The extensive use of XY was also good news for Colorist Phil Beckner, who calls the system “extremely helpful when trying to match shots within a scene that are intended to take place concurrently but were shot on different days halfway around the world from one another. It also was great for color consistency for setups that we visit often in multiple episodes, like Josh’s apartment.”

One example of that is in Episode 2 when Josh is having a panic attack and thinks he hears something outside. He opens the door and light floods the room. As his eyes adjust, he sees nothing and returns to pacing around the room. The long sequence was captured on a set in New Zealand based on the actual L.A. location. When Vendler was shooting plates of the apartment complex, he also took XY readings of the light used to recreate the ambiance.

As Presant recalls: “Stan called me when they first started doing the composites because he was shocked at how seamlessly they dropped in together. When color is lined up, our brains recognize the continuity and then write off most other discontinuities. As a result, the deep control of color is a very powerful tool in imaging.”

Such results were also on display in a fight sequence in Episode 105 in which the actors morph into fantastical superheroes. It was one of the most challenging scenes of the season, involving two units on two continents working in two passes because of actor availability. The sequence began in New Zealand to make sure eyeline marks were the correct height for specific actors. That metadata was transferred to the L.A. team covering green screen.

“We had a very high-quality stunt previs to get a complete rendering of the action,” Vendler explains, “which was matched back with real people. Jaron and Joe were watching the takes as we built them.” “All of the lighting was driven by XY with very specific notes on lights, direction and ratios,” Presant adds. “Everything was matched multiple times in New Zealand and notes sent to the L.A. unit. Camera angles were matched with camera moves being solely on one side of the equation – so the move would be in L.A. or New Zealand and the other side would be static with the elements composited into it.

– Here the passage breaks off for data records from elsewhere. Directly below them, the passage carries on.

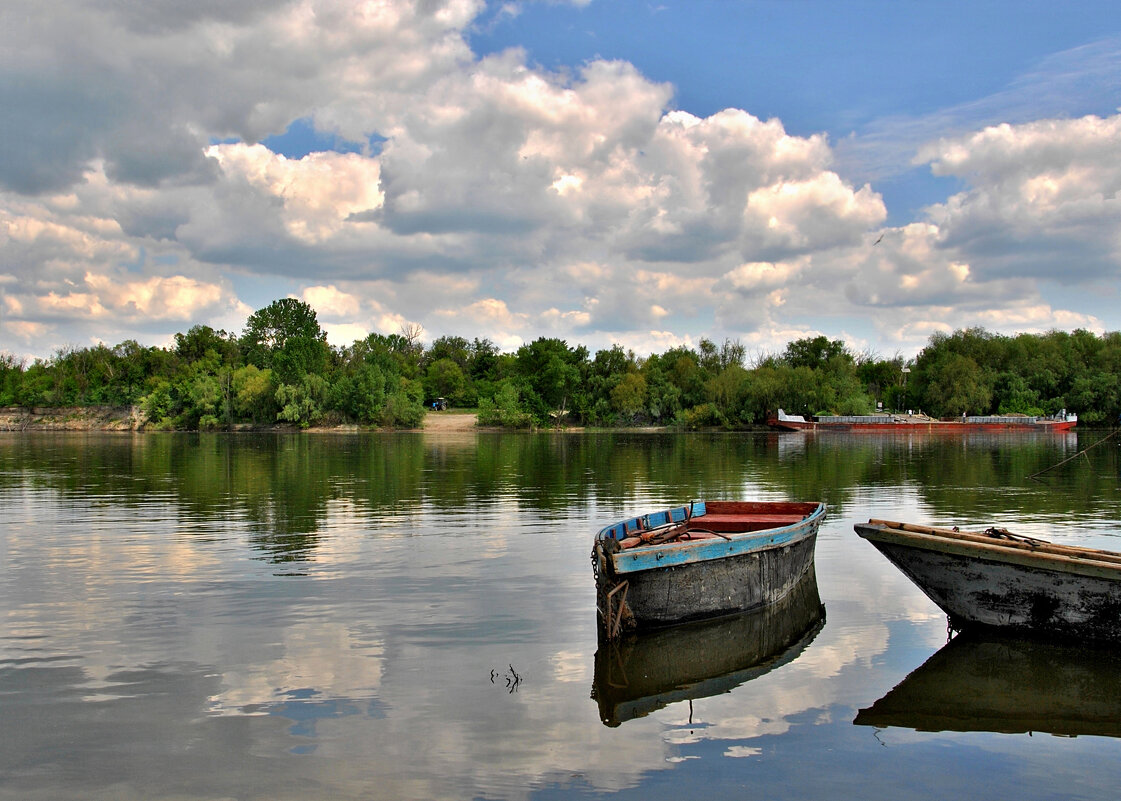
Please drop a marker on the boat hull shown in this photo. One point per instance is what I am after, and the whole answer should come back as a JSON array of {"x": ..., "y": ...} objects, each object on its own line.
[
  {"x": 991, "y": 682},
  {"x": 645, "y": 672},
  {"x": 684, "y": 581},
  {"x": 1033, "y": 590},
  {"x": 929, "y": 426}
]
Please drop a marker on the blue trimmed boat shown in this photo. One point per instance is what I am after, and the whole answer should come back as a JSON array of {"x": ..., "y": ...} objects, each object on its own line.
[{"x": 702, "y": 560}]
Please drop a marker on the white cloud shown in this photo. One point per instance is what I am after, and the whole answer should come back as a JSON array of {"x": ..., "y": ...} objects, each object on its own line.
[{"x": 503, "y": 201}]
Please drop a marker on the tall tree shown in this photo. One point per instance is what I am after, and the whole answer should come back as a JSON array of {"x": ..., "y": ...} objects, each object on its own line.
[{"x": 286, "y": 337}]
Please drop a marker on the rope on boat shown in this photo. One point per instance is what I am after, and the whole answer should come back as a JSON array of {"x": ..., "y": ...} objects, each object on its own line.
[
  {"x": 1081, "y": 453},
  {"x": 614, "y": 612},
  {"x": 1006, "y": 534}
]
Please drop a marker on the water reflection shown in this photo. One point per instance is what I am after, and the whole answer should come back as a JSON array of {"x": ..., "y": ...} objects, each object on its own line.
[
  {"x": 989, "y": 683},
  {"x": 288, "y": 616},
  {"x": 645, "y": 672}
]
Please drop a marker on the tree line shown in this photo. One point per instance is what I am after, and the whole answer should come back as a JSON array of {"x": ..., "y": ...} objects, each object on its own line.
[{"x": 281, "y": 369}]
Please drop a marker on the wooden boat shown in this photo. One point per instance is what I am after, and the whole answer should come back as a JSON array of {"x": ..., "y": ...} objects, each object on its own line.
[
  {"x": 994, "y": 579},
  {"x": 701, "y": 560},
  {"x": 640, "y": 673},
  {"x": 897, "y": 424},
  {"x": 991, "y": 682}
]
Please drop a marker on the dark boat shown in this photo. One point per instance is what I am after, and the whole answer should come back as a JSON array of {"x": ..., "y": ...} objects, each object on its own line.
[
  {"x": 640, "y": 673},
  {"x": 910, "y": 424},
  {"x": 994, "y": 579},
  {"x": 987, "y": 682},
  {"x": 701, "y": 560}
]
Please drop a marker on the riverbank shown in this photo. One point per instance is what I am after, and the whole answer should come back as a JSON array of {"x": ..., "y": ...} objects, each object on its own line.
[{"x": 130, "y": 419}]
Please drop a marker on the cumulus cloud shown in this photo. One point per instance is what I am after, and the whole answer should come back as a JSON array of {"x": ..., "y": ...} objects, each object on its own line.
[
  {"x": 485, "y": 196},
  {"x": 1040, "y": 194}
]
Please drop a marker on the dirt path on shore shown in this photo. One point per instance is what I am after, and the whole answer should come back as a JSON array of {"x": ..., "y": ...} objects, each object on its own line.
[{"x": 450, "y": 421}]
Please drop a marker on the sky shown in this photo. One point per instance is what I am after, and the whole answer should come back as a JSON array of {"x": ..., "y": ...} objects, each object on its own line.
[{"x": 603, "y": 171}]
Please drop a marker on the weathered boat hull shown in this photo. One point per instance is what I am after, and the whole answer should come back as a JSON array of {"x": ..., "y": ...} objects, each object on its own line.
[
  {"x": 927, "y": 426},
  {"x": 989, "y": 682},
  {"x": 1010, "y": 584},
  {"x": 689, "y": 580},
  {"x": 679, "y": 594},
  {"x": 645, "y": 672}
]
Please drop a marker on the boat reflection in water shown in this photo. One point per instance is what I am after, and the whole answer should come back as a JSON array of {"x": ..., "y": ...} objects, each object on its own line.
[
  {"x": 985, "y": 682},
  {"x": 644, "y": 672}
]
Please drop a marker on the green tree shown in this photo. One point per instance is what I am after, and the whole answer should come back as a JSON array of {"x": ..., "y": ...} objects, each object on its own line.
[
  {"x": 957, "y": 385},
  {"x": 253, "y": 394},
  {"x": 286, "y": 337},
  {"x": 628, "y": 397},
  {"x": 302, "y": 403}
]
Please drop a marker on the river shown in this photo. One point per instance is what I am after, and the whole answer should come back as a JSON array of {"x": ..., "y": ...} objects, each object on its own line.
[{"x": 413, "y": 616}]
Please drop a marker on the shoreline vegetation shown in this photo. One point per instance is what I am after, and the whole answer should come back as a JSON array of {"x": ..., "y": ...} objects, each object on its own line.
[{"x": 280, "y": 374}]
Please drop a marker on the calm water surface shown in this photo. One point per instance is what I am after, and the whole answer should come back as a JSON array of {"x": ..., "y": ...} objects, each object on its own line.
[{"x": 411, "y": 616}]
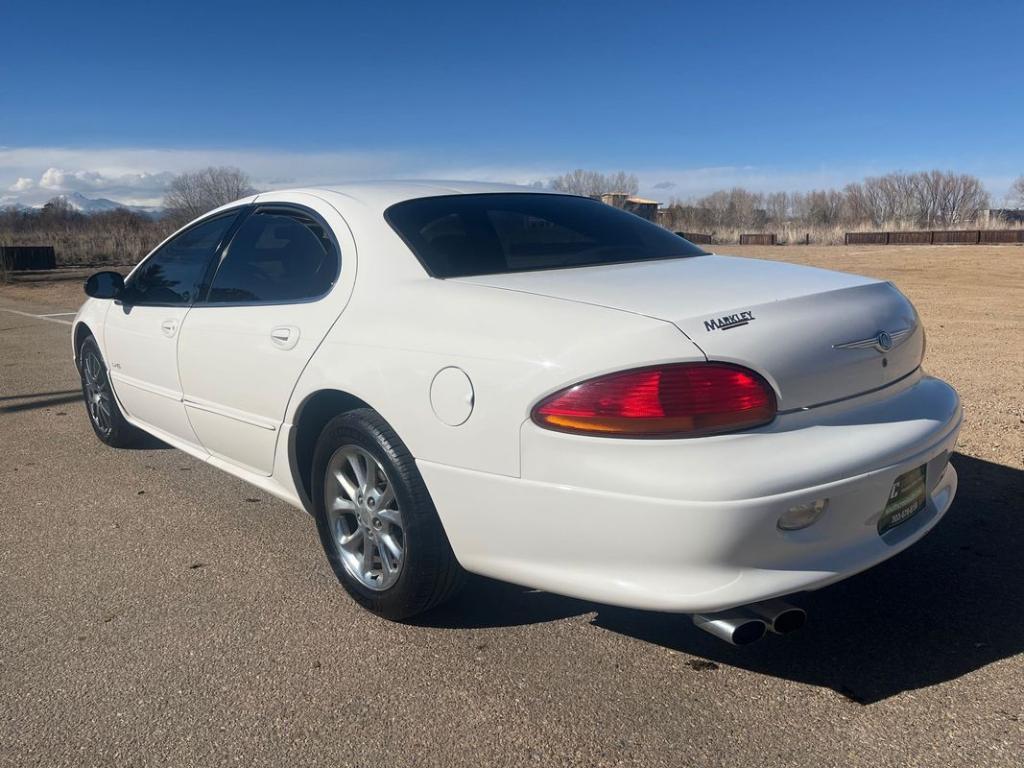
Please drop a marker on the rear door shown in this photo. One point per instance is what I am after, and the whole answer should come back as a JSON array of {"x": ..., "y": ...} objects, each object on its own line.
[
  {"x": 274, "y": 296},
  {"x": 141, "y": 330}
]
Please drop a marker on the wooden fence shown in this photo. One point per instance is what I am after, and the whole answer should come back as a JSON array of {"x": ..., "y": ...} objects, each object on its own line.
[
  {"x": 27, "y": 257},
  {"x": 758, "y": 240},
  {"x": 936, "y": 238}
]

Because the lighting was a direct match, everything linked up seamlessly.”

As Vendler adds: “When you’re thoughtful and treat VFX like any other part of your creative process, you maximize the returns and make something as special as every performance and every emotional moment we love about cinema.”

Color workflow on the series started with a timeline provided by Park Road Post. Media was relinked at Fotokem and Beckner would do the first pass of color before collaborating with Presant in real-time in SDR using ClearView Flex. The pipeline was then switched to HDR for another pass, and then uploaded to Moxion for another review by Presant. Beckner addressed notes, then packaged and sent the timeline to Park Road, where Editor Rob Gordon applied finishing touches. Finally, it was sent to Colorist Damian McDonnell for final review and adjustments with Gordon- Levitt.

Apple TV+, which has allowed filmmakers to soar with similar results in shows like Dickinson [ICG Magazine January 2020], Little America [ICG Magazine September 2020], and For All Mankind [ICG Magazine October 2019], helped Mr. Corman embody the promise of creative investment in people and gear to set a new standard for innovation and collaboration. The show that emerges from this blend of human intuition and technological innovation is both otherworldly and familiar – out there in a way that feels good.

“We pursued a process on Mr. Corman much more akin to prototyping in product design,” Presant concludes. “Our way-finding in a collaborative environment created a world where everyone became creatively invested. There wasn’t a feeling of executing a show – more like a group of creative people exploring their limits and finding a show together. It was a massively rewarding process, not only for myself but for everyone on the crew.”

Gordon-Levitt (L) says he and Presant (R) worked closely on developing the grammar for the camera work. “I was interested in the kind of intimacy that can come from having fewer cuts,” Gordon-Levitt shares. “Let’s figure out what we can do with the camera to make the audience feel like they’re sitting in the room with us.”